The Law Guardian appeals from an order suspending the child support obligation of petitioner father, who alleged in his petition that his two children, ages 14 and 17, have abandoned him. In granting the petition seeking that relief, Family Court determined that the children have refused to visit their father or to have any substantial contact with him, and the court further determined that respondent mother was indifferent with respect to the visitation of the children with their father. It is well established that a " child of employable age, who actively abandons the non-custodial parent by refusing all contact and visitation, without cause, may be deemed to have forfeited his or her right to support' " (Matter of Chestara v Chestara, 47 AD3d 1046, 1047). Here, only one of the two children is of employable age (see Matter of Gottesman v Schiff, 239 AD2d 500; Matter of Ryan v Schmidt, 221 AD2d 449, 450), and thus the court erred as a matter of law in determining that the actions of the younger child constituted abandonment of her father (see Gottesman, 239 AD2d 500).

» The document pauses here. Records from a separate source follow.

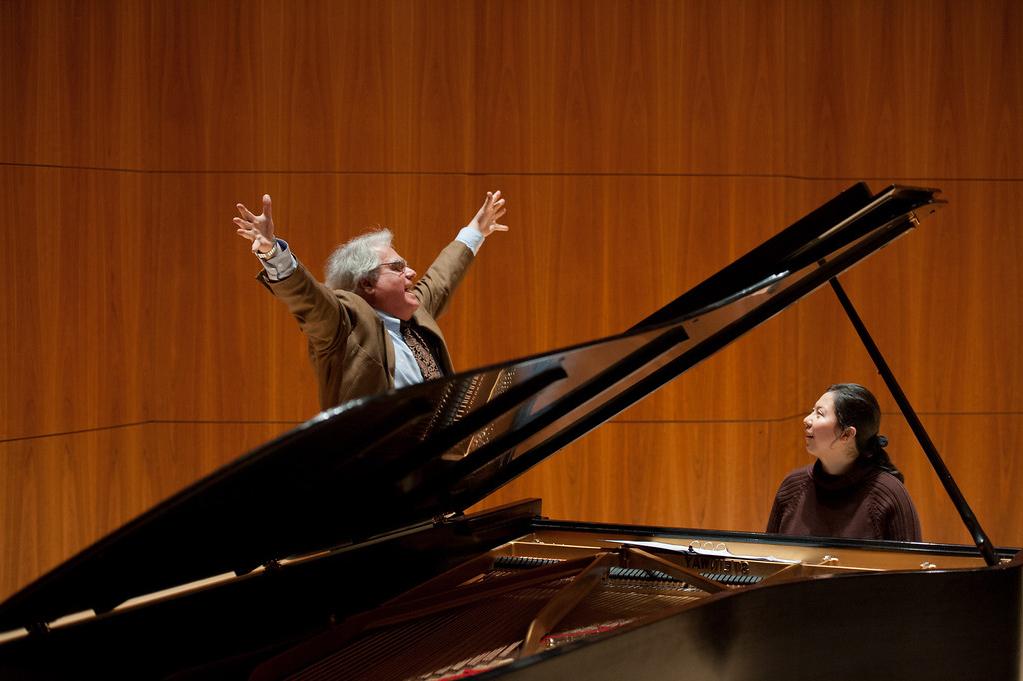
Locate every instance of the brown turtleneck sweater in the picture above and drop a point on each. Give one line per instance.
(863, 503)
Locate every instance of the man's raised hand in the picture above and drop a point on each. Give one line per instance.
(257, 228)
(486, 218)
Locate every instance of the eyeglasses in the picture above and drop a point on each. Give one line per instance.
(398, 266)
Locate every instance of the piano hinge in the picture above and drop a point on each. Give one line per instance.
(272, 565)
(447, 517)
(37, 629)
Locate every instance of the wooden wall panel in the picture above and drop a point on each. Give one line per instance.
(642, 145)
(724, 474)
(76, 347)
(790, 87)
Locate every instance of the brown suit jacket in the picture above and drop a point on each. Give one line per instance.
(351, 352)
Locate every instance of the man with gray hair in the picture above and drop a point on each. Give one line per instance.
(372, 325)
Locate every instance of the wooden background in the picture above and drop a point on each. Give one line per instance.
(641, 145)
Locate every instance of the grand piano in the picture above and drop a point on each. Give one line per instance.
(343, 550)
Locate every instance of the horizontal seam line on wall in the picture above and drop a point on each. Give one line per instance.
(849, 178)
(615, 422)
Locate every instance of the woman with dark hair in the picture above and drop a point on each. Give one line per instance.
(852, 490)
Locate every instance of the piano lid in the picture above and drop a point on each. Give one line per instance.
(393, 461)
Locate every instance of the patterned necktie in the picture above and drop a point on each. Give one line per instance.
(420, 351)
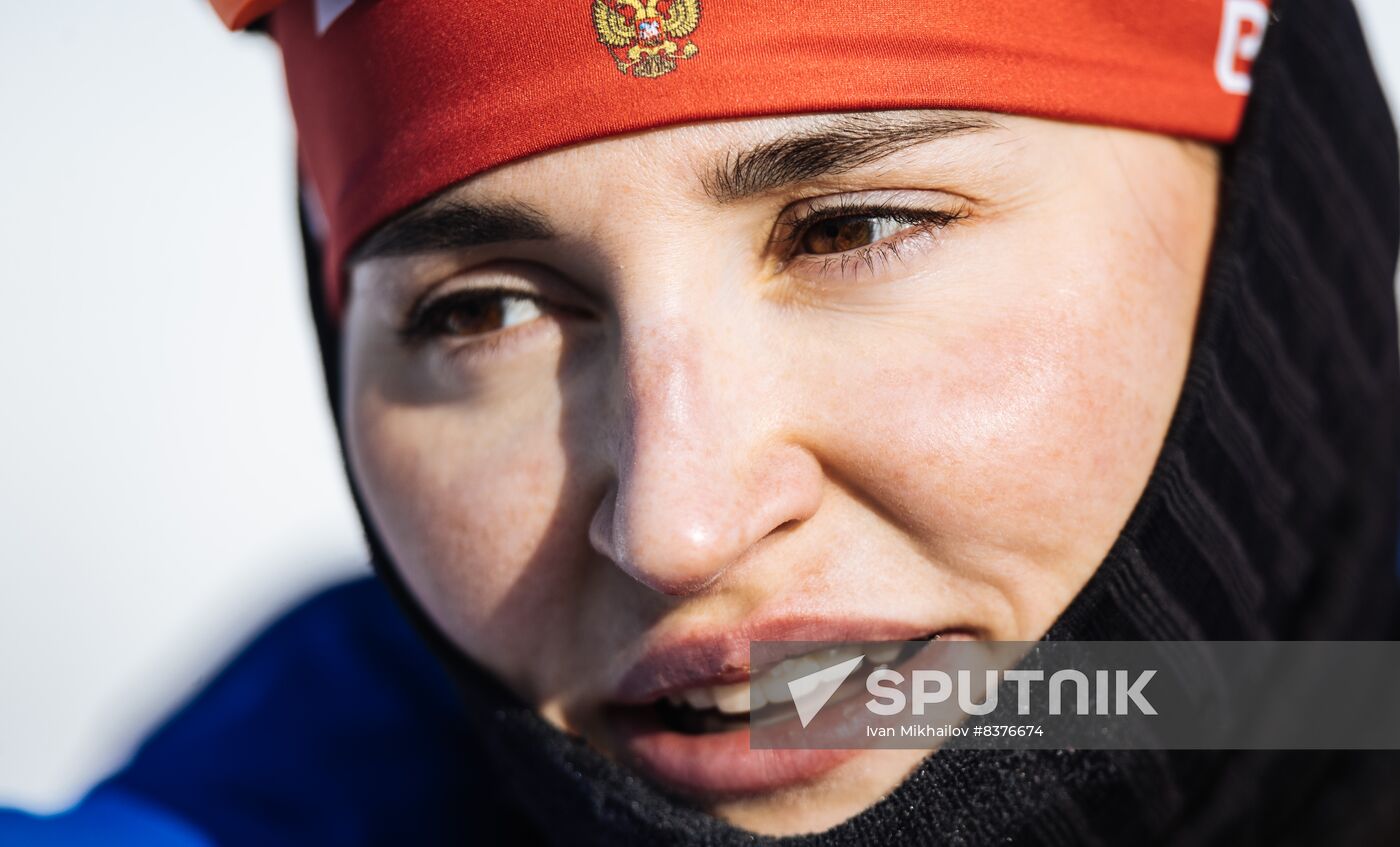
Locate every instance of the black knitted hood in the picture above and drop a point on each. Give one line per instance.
(1270, 514)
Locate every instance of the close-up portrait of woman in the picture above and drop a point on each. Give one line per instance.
(657, 329)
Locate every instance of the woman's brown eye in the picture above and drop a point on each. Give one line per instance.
(478, 312)
(840, 234)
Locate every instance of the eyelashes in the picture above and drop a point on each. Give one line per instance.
(471, 312)
(823, 238)
(843, 237)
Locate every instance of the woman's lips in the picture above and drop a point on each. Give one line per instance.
(721, 763)
(717, 763)
(693, 660)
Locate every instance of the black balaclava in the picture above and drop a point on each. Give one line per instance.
(1270, 513)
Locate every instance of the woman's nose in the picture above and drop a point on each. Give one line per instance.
(702, 471)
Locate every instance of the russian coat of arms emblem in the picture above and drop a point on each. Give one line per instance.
(647, 38)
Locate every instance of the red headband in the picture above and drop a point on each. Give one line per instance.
(398, 100)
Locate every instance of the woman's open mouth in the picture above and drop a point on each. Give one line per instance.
(683, 711)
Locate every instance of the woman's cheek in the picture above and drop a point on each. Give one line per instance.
(1010, 441)
(471, 508)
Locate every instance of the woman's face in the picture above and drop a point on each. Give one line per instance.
(619, 408)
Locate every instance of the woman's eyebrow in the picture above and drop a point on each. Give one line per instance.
(832, 147)
(454, 226)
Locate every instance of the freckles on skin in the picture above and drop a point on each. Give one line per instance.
(472, 514)
(979, 424)
(1012, 427)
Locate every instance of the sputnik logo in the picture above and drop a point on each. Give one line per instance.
(811, 692)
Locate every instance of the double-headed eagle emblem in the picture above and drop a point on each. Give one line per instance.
(647, 37)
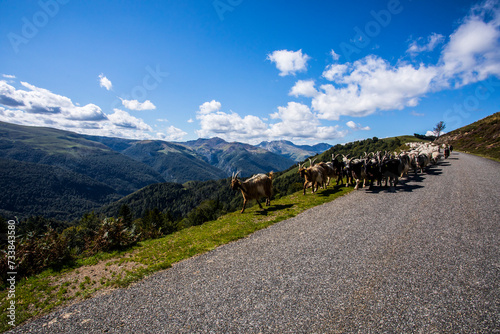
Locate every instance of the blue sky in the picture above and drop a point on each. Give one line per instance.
(248, 71)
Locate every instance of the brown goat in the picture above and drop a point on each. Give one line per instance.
(313, 175)
(257, 186)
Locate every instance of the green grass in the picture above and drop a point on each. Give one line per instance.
(40, 294)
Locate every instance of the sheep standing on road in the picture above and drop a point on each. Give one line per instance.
(257, 186)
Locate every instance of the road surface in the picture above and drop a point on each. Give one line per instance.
(423, 259)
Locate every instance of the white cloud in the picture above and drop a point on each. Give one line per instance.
(125, 120)
(40, 107)
(289, 62)
(334, 55)
(173, 134)
(229, 126)
(432, 41)
(209, 107)
(136, 105)
(105, 82)
(304, 88)
(371, 84)
(357, 127)
(334, 72)
(414, 113)
(295, 121)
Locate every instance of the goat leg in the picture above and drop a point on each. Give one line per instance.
(260, 206)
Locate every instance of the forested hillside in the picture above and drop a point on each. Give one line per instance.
(73, 173)
(481, 137)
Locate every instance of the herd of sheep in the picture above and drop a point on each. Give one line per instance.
(372, 167)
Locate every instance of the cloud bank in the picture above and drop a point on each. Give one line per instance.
(40, 107)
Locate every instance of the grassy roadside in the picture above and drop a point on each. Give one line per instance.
(42, 293)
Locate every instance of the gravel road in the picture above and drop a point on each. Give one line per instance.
(423, 259)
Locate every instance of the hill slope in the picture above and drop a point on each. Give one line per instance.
(481, 137)
(291, 151)
(73, 152)
(231, 157)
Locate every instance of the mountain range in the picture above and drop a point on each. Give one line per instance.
(62, 174)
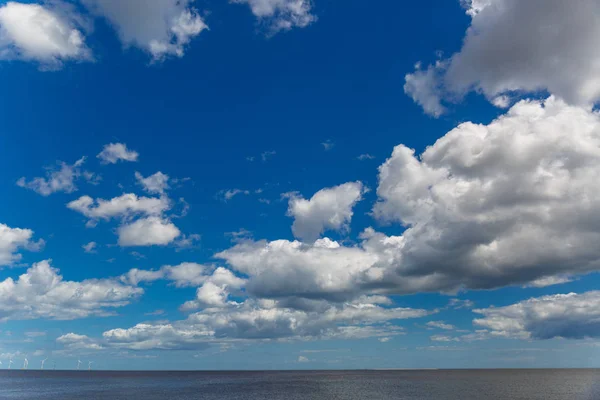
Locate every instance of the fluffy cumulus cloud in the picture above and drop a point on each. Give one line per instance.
(14, 239)
(151, 228)
(281, 14)
(571, 316)
(153, 184)
(159, 27)
(513, 47)
(124, 206)
(328, 209)
(486, 206)
(61, 179)
(42, 293)
(148, 232)
(48, 33)
(264, 320)
(112, 153)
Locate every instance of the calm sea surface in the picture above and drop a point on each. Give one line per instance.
(329, 385)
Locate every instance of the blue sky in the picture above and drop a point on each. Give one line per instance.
(262, 184)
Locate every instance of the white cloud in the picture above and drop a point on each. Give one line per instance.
(154, 184)
(73, 341)
(112, 153)
(148, 232)
(183, 275)
(423, 86)
(365, 156)
(42, 293)
(514, 47)
(90, 247)
(57, 180)
(571, 316)
(46, 33)
(160, 27)
(281, 14)
(328, 209)
(440, 325)
(264, 320)
(486, 206)
(13, 239)
(124, 206)
(229, 194)
(443, 338)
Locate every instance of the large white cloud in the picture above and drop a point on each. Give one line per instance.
(42, 293)
(328, 209)
(512, 202)
(264, 320)
(281, 14)
(571, 316)
(13, 239)
(48, 34)
(160, 27)
(518, 46)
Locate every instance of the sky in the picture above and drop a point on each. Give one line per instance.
(295, 184)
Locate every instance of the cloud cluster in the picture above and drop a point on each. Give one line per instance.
(14, 239)
(48, 34)
(42, 293)
(571, 316)
(513, 47)
(486, 206)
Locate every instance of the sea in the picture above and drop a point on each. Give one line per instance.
(549, 384)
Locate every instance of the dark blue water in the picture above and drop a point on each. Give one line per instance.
(326, 385)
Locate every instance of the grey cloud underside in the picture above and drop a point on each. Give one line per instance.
(571, 316)
(513, 202)
(512, 47)
(486, 206)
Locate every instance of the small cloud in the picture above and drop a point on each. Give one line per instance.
(155, 313)
(188, 242)
(266, 155)
(365, 156)
(227, 195)
(90, 248)
(137, 255)
(115, 152)
(328, 145)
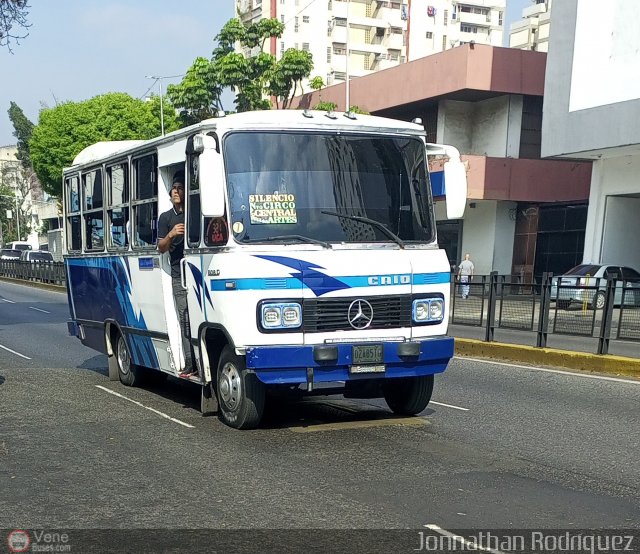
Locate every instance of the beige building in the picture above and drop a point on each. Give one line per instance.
(532, 31)
(29, 199)
(360, 37)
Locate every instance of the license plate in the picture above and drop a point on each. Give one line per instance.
(366, 354)
(378, 368)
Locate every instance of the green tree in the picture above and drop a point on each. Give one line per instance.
(62, 132)
(287, 74)
(316, 83)
(326, 106)
(23, 128)
(198, 94)
(13, 13)
(252, 74)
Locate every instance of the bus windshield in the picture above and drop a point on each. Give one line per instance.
(283, 184)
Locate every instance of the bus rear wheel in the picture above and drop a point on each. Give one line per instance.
(408, 395)
(241, 395)
(128, 372)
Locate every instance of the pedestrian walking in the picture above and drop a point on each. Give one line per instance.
(465, 273)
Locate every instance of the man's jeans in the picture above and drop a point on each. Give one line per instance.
(180, 296)
(464, 289)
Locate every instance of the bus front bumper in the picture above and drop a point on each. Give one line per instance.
(334, 362)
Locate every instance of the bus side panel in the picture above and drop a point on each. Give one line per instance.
(100, 288)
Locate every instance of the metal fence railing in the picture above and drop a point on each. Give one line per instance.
(597, 308)
(44, 272)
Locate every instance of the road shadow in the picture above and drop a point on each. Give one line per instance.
(97, 364)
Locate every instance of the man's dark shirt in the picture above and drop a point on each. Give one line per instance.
(166, 222)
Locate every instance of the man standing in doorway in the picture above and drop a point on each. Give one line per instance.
(171, 239)
(465, 273)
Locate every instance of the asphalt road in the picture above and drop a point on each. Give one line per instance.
(500, 446)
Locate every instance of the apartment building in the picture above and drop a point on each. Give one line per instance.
(591, 110)
(532, 31)
(360, 37)
(34, 206)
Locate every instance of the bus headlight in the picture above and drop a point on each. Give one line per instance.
(428, 310)
(280, 315)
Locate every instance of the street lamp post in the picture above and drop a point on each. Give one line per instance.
(159, 80)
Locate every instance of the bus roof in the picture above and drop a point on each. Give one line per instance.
(267, 120)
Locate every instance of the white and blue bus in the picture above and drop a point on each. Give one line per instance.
(311, 260)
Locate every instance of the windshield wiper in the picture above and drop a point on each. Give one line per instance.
(376, 224)
(299, 238)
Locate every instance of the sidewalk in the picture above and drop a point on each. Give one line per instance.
(569, 352)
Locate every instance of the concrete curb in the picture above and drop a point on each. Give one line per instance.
(580, 361)
(35, 284)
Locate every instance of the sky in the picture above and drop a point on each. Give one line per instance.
(77, 49)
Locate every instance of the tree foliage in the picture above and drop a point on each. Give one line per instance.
(22, 130)
(316, 83)
(65, 130)
(198, 95)
(252, 73)
(13, 15)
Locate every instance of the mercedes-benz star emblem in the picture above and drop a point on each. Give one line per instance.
(360, 314)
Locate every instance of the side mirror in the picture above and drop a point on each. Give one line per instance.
(455, 185)
(211, 180)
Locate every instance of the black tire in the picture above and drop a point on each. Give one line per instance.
(598, 301)
(130, 374)
(241, 395)
(408, 395)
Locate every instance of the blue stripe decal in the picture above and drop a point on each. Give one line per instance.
(356, 281)
(101, 289)
(432, 278)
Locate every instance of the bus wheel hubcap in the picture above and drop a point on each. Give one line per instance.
(230, 387)
(123, 357)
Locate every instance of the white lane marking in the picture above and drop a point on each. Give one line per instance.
(450, 406)
(146, 407)
(14, 352)
(572, 373)
(471, 545)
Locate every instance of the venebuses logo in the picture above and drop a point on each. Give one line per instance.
(18, 541)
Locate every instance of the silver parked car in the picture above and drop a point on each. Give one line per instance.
(9, 254)
(587, 284)
(36, 256)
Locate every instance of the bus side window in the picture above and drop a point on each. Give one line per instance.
(194, 213)
(93, 210)
(145, 201)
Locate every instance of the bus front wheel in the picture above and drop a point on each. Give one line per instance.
(408, 395)
(241, 395)
(128, 372)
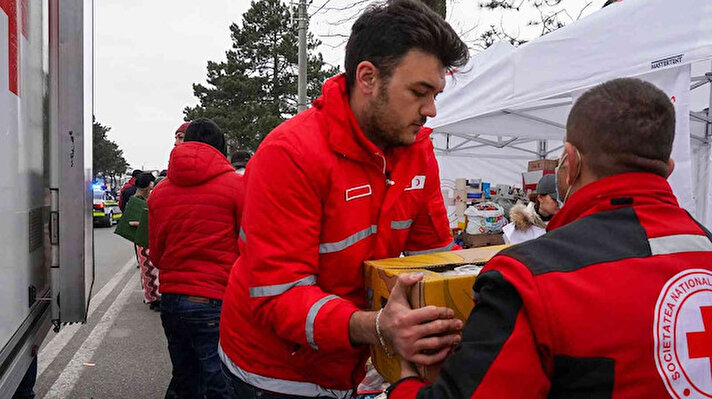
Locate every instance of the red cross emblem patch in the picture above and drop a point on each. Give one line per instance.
(683, 334)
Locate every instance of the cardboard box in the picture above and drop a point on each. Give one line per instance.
(481, 240)
(531, 179)
(542, 164)
(452, 291)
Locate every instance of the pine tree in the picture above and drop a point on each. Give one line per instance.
(108, 159)
(255, 88)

We conclude with respect to the older child that the evidence fails to support the court's determination that she abandoned her father. The children, who reside in Florida, last visited their father in the summer of 2005. The father and the children had an argument on the final night of the visit, and the children stayed with a family friend who transported them to the airport the next day. The father testified at the hearing on the petition that he left one or two messages for the children on the answering machine at their home and that he called or sent text messages to them on their individual cellular telephones. The father further testified that the children failed to return his calls or to respond to his text messages. We conclude that the failure of the older child to contact her father "merely indicates that there was a reluctance on [her] part to contact him . . . A child's reluctance to see a parent is not abandonment, relieving the parent of any support obligation . . ., and a few telephone calls cannot be construed as a serious attempt to maintain a relationship with a child" (Radin v Radin, 209 AD2d 396; cf. Matter of Chamberlin v Chamberlin, 240 AD2d 908, 909-910; see generally Matter of Kinney v Simonds, 276 AD2d 882, 883-884).
We further conclude that the court erred in determining that the failure of the mother to encourage visitation warranted the suspension of the father's child support obligation. "Where the custodial parent's actions do not rise to the level of deliberate frustration' of the non-custodial parent's visitation rights, suspension or termination of support payments is not warranted" (Hiross v Hiross, 224 AD2d 662, 663).